Where do you get your home’s water supply? Is it from a well, like ours? If so, you may be “well” familiar with the workings of one, and so you will not be surprised to learn that they sometimes require repairs. Such was the case with ours, and on Friday, we had Dyer Well Drilling, of Lansing, Michigan out to get ours squared away. We highly recommend them if you are in the area and need work done.
Dyer had originally installed the well when the home was built in 1993, and the technicians, Joe and Pete, were kind enough to bring us a copy of the original paperwork showing the depth of our well, what type of pump was installed in it, etc. That was really helpful to us, because we were previously unaware of how deep our well had been drilled. That information comes in handy for a lot of reasons, not the least of which is knowing what horsepower pump you should use to get the gallon per minute flow rate needed for your home and in our case, also our barn and outbuildings. More about that later.
George has been concerned about our well tank in the basement. He noticed what appeared to be a small seepage leak a couple of months ago, so he asked the technicians to check it out. Sure enough, the 90 degree elbow coming out of the tank was rusted out. We would have faced a pretty epic basement flood in the near future if that had been left in place! Unfortunately, due to the way that well tanks are constructed, that is not a serviceable part in the field. Given that the tank is 18 years old, it was time for a replacement, and so we have a nice new tank with modern constant pressure technology.
We also had an 18 year old well pump, which was only a 1/2 horsepower, 12 gallon per minute (gpm) flow rate. That’s sometimes been insufficient for us, especially in the shower. Additionally, we want to be able to use our barn hydrant (which is in the process of being replaced) so that we don’t have to haul water down from the house to the animals in the wintertime. If I had the dishwasher or washing machine going, or someone was in the shower at the time I wanted to fill animal water buckets, there would have been a duel for water pressure. Showdown at the spigot! So we had our pump replaced with a 3/4 hp, 20 gpm model, and so far, it’s working great!
We need to replace the hydrant fixture down in our barn as well as doing some plumbing work in the basement to get it working again. The old hydrant nipple (which connects the supply line to the hydrant) had rusted off and our barn started flooding a couple of years back. The hydrant pulled right out of the ground when we tried to diagnose the issue. That area of the barn has a cement slab floor, so George is digging from the other side of the wall, where the floor is still dirt, to get back down to the supply line so that we can install the new hydrant. However, this project is on hold, because of another: his car’s timing chain replacement.

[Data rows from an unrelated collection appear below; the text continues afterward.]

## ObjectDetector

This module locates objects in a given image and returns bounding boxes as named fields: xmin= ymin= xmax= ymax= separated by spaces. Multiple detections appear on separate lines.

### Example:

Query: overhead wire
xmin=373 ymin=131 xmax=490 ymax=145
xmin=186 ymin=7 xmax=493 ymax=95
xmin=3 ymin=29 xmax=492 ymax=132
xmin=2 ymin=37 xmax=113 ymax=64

In fact, I’m in the garage right now as I type this on our laptop, consulting him for information on the well project and helping where I can. This is a huge project, which he worked on most of yesterday (his need for pain meds last night is testimony) and I suspect most of the hours remaining in today will be budgeted toward it. We purchased this used vehicle about a month ago to help save money on gas, and it has done just that. But it has a whole lot of issues going on, including a bad timing chain.
See how it’s sagging in the center there? It’s not supposed to do that. It has been making a ticking time-bomb noise because of the bad chain. The garage that did the previous repairs on this car were ill-equipped, because he’s finding a lot of missing and non-standard hardware, including self-tapping screws that are not normally used in a vehicle. Boo, hiss! I hope the rest of the job goes smoothly for him. We’re just figuring out that he needs a second floor jack in order to remove the transmission, so I’d better go before he decides to try and muscle it out of there using his sternum!
Have a Happy Halloween tomorrow, for those who celebrate!